Снова на мгновение повисла тишина, и тут же быстро поднялся с места доктор Бехал. Обычно сдержанный и медлительный, он быстро шагнул к экрану.

— Трудно поверить… Вы знаете, чей знак на печати?

Никто не ответил.

— Императора Ашоки. Его личный знак, известный по наскальным текстам. Правда… тут какая-то дополнительная надпись…

— Ашоки? — после некоторого молчания переспросил Энгельбах. — Но откуда здесь его знак?

Ведь, кажется, император Ашока не бывал в здешних краях?

— Это еще вопрос, — возразил Шарма. — Хочу вам напомнить: монастырь принадлежал принцессе Чарумати, дочери Ашоки. Она основала этот монастырь и прожила в нем до конца жизни. Это доказано.

— Так это дочь, а сам Ашока побывал лишь в Лумбини, — заметил Бехал. — Это тоже достаточно твердо установленный факт.

Они заспорили, перебивая друг друга, называя имена и даты, втягивая в свой спор Энгельбаха и Игоря.

— А может, именно она, принцесса Чарумати, и поставила этот знак? — спросил Дэн.

— Исключено, — отрезал Бехал. — Личные императорские знаки не доверялось ставить никому.

И снова все смолкли.

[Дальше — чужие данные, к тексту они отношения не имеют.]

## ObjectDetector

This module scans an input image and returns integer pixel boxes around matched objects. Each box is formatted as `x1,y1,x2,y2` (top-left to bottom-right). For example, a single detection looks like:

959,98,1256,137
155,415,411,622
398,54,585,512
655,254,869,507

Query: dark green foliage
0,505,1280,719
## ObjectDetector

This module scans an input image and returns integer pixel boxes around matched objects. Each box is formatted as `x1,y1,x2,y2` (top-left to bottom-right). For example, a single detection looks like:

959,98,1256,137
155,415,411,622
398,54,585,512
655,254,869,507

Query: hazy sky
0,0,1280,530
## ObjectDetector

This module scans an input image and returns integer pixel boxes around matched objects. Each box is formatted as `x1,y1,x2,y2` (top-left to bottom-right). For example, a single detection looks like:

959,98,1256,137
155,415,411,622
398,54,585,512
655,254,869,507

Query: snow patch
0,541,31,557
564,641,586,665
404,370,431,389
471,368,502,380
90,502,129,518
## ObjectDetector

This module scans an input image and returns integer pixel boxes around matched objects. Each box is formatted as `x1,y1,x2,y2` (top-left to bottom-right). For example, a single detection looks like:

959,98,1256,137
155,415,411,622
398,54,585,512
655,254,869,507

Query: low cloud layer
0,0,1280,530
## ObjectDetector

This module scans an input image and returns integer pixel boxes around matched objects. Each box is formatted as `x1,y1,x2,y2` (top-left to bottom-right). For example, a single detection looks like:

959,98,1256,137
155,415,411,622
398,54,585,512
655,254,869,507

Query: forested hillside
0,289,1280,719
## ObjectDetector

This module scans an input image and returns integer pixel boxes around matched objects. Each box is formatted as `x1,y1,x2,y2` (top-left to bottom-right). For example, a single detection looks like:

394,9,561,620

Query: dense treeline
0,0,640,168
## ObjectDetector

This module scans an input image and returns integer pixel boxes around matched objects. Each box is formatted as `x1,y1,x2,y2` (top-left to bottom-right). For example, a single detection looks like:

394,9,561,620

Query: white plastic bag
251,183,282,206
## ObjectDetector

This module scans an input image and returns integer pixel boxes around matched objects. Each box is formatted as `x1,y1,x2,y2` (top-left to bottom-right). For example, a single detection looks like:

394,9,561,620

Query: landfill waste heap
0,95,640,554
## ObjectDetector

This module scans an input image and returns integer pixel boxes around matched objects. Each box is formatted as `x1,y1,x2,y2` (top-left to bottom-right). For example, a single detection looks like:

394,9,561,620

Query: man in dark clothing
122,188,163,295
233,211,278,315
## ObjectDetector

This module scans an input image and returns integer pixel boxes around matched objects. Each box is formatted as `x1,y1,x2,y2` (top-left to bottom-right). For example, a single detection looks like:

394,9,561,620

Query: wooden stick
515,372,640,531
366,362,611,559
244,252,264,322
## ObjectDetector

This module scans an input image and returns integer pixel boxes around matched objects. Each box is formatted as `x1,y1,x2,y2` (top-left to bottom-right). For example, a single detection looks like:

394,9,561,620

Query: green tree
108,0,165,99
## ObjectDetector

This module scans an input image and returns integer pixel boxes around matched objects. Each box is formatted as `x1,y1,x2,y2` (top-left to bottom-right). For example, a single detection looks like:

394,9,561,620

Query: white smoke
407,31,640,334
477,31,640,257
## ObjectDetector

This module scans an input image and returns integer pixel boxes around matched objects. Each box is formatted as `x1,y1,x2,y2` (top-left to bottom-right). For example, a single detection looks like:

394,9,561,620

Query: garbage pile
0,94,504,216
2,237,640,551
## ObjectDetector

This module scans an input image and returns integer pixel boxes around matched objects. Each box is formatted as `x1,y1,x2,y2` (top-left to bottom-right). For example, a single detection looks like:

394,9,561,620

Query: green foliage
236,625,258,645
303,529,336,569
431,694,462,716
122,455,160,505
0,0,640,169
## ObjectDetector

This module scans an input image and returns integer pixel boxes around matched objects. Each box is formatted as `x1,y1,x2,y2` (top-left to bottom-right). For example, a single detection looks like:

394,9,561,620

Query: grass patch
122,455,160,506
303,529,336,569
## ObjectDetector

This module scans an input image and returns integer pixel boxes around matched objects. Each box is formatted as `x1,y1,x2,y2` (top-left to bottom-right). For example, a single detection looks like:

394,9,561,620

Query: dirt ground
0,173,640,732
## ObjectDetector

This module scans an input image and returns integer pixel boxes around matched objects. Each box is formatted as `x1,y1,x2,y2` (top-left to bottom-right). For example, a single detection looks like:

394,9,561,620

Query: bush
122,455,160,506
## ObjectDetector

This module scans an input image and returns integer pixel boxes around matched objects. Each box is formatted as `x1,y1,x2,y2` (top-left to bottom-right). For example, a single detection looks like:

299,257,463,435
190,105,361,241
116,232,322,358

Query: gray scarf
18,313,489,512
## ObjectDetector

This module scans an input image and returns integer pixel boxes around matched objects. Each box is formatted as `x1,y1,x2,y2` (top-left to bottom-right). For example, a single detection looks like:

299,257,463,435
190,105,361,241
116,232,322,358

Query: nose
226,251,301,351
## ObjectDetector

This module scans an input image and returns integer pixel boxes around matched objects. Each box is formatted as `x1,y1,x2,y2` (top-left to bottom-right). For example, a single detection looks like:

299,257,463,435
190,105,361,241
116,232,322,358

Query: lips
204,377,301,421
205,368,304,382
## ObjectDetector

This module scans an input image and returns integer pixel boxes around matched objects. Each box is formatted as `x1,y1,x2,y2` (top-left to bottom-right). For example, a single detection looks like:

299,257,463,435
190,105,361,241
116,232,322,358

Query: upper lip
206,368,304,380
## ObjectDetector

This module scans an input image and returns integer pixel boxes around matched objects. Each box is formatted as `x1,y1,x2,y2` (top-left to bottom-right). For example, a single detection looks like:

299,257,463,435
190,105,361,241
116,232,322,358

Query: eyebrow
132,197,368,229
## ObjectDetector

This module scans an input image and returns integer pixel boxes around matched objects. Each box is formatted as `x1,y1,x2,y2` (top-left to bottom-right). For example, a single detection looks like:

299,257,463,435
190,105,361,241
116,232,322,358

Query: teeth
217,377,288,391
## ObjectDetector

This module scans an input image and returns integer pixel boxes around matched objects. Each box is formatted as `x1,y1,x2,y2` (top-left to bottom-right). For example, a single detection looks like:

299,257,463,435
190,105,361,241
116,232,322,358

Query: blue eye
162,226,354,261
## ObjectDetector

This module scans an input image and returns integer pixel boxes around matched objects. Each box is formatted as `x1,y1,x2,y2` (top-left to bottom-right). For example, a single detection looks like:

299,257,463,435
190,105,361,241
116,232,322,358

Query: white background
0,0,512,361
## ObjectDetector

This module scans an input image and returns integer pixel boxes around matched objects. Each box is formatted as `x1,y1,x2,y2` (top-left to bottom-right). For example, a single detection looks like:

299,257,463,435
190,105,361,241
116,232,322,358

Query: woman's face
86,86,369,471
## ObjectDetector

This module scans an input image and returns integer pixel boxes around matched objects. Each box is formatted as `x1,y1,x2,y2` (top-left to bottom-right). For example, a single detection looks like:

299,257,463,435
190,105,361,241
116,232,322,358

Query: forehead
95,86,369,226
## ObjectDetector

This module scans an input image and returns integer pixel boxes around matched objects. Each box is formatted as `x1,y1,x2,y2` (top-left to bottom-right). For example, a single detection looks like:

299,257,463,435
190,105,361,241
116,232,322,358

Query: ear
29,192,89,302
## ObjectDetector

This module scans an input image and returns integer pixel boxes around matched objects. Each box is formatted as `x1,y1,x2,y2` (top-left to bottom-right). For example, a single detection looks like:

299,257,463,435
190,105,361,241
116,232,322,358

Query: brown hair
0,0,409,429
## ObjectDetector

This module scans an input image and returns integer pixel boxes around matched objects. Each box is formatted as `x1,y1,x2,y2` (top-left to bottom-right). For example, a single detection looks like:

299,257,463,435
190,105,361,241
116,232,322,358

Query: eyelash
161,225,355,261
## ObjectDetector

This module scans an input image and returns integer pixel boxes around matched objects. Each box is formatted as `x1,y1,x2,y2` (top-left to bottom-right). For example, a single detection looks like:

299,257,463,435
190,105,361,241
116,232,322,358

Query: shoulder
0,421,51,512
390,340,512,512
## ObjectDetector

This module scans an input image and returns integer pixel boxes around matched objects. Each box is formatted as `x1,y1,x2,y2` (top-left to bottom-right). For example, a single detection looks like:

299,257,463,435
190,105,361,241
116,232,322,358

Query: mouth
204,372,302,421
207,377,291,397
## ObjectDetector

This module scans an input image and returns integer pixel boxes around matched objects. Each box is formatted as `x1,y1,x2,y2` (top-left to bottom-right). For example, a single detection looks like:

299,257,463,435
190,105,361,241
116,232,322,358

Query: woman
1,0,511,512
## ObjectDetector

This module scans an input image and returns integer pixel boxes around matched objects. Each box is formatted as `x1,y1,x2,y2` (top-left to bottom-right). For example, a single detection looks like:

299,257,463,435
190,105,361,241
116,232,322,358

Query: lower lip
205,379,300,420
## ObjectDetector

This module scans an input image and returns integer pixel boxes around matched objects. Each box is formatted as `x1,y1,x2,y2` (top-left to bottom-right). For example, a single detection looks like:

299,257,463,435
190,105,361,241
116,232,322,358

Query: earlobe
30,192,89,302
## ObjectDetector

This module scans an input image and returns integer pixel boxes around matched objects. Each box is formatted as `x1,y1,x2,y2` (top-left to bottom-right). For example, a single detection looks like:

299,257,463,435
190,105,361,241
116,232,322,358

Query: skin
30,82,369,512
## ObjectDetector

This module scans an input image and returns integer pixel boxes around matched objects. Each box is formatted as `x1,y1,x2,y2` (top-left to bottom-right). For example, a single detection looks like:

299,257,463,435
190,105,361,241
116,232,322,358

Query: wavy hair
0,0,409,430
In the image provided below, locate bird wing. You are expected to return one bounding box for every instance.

Пять человек не отрывали взглядов от маленького бумажного экрана, пытаясь понять что-то близкое и ускользающее.

Энгельбах вдруг отвернулся от экрана.

— Скажите, — его глаза блестели, — она одна, эта печать?

— Нет. — Шарма стал перебирать слайды. — Сейчас… Их всего…

— Девять. Не так ли? — спросил Энгельбах.

— Да, — подтвердил Шарма. — Но каким образом вы…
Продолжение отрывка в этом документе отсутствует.